Higher eukaryotic gene regulation is a complex process that is poorly understood at the mechanistic level. Improper regulation of steroid responses can result in a wide range of diseases and affect tumor development and progression. An unanswered question in the steroid receptor field is how the different steroid receptors differentially regulate genes while recognizing nearly identical DNA sequences. The promoters of steroid-controlled genes often contain multiple response element binding sites, thereby enabling cooperative interactions between adjacently bound receptors. This proposal addresses the functional connection between cooperativity and differential gene regulation using the glucocorticoid and progesterone receptors as a model system. The hypothesis of this proposal is that the extent to which GR and PR activate a gene correlates with the extent of GR- and PR- specific cooperative interactions when assembling on the promoter of that gene.
Aim 1 will focus on a thermodynamic dissection of the microscopic binding energetics that define the interaction between the glucocorticoid receptor and HRE2 promoter. Quantitative footprints and statistical mechanical analyses will be used to carry out these Aims. The cellular relevance of these receptor- specific energetic differences measured in vitro will be analyzed in Aim 2 using ChIP assays and quantitative RT-PCR.

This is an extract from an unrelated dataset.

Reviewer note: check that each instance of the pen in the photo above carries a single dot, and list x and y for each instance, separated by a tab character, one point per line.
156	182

Aim 3 will extend this study to GR and PR natural promoters by measuring in vitro composite binding energetics cellular measurements of promoter occupancies.
Higher eukaryotic gene regulation is a complex process that is linked to a multitude of diseases and cancers. An elucidation of the mechanisms controlling eukaryotic gene regulation will provide an understanding of how proper regulation occurs and will open new avenues for future drug developments to treat the conditions that arise when gene regulation is improperly controlled.